Ravi Iyer, managing director of the University of Southern California’s Psychology of Technology Institute, said he doesn’t want the government trying to police social media.  

“We have a First Amendment,” Iyer said. “I don’t think it’s policymakers’ jobs or the role of government to be deciding what people can and can’t say online.”

So what can the government do to protect people from exposure to harmful or traumatic content online?

Daniel Fessler, an anthropology professor at University of California, Los Angeles, said any future legislation needed to be crafted “in such a way that it cannot subsequently be abused by any government administration as the grounds for squelching, censoring, muzzling a free press.”

Hawke suggested legislation that could hold companies materially accountable for any harm caused by content on their platforms. This includes the spread of graphic videos, which medical experts say can lead to psychological distress.

Taxes and fines “are a good place to start,” Hawke said. She pointed to the European Union’s Digital Services Act, which threatens fines on companies that don’t adequately curb the spread of illegal content. 

Similar legislation would face an uphill climb under the current administration. Carr has called the act a form of “European overreach” that threatens First Amendment principles on digital platforms. 

Another avenue of possible legislation would include regulating social media companies’ algorithms, which are designed to proliferate content that gets the most views or engagement — including graphic content that shocks viewers.
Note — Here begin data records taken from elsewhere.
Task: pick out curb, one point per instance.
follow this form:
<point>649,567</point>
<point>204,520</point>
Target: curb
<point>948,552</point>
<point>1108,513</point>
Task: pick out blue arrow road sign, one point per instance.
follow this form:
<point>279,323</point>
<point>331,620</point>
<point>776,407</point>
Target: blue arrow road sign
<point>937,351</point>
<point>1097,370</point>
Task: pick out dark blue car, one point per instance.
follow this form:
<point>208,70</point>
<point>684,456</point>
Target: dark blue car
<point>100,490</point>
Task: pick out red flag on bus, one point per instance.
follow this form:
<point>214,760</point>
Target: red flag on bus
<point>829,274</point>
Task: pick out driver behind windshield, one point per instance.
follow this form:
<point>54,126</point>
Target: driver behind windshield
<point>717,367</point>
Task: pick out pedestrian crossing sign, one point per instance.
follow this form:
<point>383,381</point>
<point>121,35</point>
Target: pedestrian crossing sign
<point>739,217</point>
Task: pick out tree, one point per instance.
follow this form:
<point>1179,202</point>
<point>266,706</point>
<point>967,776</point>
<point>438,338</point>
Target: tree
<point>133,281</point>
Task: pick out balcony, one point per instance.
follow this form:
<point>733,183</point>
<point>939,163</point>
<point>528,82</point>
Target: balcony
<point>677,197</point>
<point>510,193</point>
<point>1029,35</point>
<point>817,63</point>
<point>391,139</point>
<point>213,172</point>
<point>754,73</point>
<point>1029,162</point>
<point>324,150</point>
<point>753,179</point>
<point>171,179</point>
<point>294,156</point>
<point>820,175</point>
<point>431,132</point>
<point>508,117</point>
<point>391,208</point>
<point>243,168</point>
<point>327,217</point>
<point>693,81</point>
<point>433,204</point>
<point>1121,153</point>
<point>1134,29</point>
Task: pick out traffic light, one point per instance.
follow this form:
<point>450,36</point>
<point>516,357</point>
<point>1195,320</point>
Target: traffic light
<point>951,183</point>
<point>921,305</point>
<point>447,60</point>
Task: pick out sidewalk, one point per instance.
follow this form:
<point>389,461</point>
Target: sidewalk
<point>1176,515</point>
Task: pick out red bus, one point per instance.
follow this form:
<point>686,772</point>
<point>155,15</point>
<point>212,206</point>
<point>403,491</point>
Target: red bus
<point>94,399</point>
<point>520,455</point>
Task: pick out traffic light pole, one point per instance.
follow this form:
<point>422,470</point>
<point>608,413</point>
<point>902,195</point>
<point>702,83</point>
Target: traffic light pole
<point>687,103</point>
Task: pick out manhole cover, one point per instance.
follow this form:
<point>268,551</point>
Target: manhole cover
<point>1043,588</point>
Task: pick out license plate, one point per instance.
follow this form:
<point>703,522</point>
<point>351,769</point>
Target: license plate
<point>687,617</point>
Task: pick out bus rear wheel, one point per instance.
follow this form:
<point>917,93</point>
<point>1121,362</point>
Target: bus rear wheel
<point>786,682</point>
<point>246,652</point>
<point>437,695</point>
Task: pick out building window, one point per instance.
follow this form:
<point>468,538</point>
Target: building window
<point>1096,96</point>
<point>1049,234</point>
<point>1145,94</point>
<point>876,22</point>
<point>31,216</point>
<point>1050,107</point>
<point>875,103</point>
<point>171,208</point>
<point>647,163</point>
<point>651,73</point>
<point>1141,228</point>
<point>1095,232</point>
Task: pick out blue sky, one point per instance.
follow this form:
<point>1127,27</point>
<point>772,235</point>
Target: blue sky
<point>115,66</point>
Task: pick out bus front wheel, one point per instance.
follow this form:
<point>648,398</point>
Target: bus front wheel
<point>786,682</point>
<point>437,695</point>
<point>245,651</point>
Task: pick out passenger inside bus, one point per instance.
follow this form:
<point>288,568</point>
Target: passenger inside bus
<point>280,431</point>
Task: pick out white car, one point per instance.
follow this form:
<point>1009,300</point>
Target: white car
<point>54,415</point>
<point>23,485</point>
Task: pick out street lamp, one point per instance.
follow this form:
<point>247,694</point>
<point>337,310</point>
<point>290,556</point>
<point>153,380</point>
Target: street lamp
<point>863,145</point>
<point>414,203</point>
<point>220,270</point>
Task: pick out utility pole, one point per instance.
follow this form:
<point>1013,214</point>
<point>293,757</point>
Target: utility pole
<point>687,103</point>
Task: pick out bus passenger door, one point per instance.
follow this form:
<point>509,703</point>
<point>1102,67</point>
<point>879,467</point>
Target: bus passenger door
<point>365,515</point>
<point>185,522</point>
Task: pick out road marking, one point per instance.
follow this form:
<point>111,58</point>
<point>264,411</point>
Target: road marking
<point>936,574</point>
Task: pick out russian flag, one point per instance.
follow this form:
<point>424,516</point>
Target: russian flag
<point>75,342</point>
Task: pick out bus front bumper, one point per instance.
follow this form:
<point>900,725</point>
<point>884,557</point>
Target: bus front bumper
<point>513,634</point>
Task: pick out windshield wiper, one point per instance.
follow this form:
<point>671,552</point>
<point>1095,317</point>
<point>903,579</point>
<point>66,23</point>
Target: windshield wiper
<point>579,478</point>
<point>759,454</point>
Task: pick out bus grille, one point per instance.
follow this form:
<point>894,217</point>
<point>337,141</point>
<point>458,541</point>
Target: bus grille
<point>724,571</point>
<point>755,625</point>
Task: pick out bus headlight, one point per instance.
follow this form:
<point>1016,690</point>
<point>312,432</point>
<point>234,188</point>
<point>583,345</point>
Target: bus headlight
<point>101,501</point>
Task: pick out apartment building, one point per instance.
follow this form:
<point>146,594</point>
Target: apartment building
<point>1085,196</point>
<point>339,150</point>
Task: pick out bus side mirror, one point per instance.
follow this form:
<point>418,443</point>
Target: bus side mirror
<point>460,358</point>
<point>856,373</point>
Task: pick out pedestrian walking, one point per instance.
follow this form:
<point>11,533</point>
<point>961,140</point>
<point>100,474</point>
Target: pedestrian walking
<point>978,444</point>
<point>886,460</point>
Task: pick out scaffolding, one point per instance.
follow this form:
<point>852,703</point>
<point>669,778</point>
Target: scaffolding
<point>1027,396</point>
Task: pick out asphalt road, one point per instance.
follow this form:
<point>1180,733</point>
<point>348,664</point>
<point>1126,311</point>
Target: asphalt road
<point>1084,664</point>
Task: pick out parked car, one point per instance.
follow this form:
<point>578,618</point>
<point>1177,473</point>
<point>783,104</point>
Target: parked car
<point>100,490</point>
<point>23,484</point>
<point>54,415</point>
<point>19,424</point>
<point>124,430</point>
So far, only a handful of states in the U.S. — including New York and Utah — have proposed legislation to regulate social media algorithms. New York’s SAFE for Kids Act would require that social media companies restrict addictive features in kids’ accounts while Utah’s social media amendments allow minors and their parents to sue social sites with addictive algorithms if they cause mental harm.

Rep. Alexandria Ocasio-Cortez (D-N.Y.) criticized engagement-based algorithms after Kirk’s shooting.

“Whether it’s in a political rhetoric context or not, tech platforms know that conflict and increasing conflict increases engagement, and I think that we have to ensure that they’re responsible,” she said. 

But comprehensive legislation to regulate social media companies remains far off, Srinivasan said. He sees Republican calls for content moderation in the wake of Kirk’s death as “one-offs” unlikely to realize any change. 

“I don’t see almost any clarity or consensus, whether it’s within the Republican Party, within the Democratic Party, or across parties around what to do about content moderation,” he said.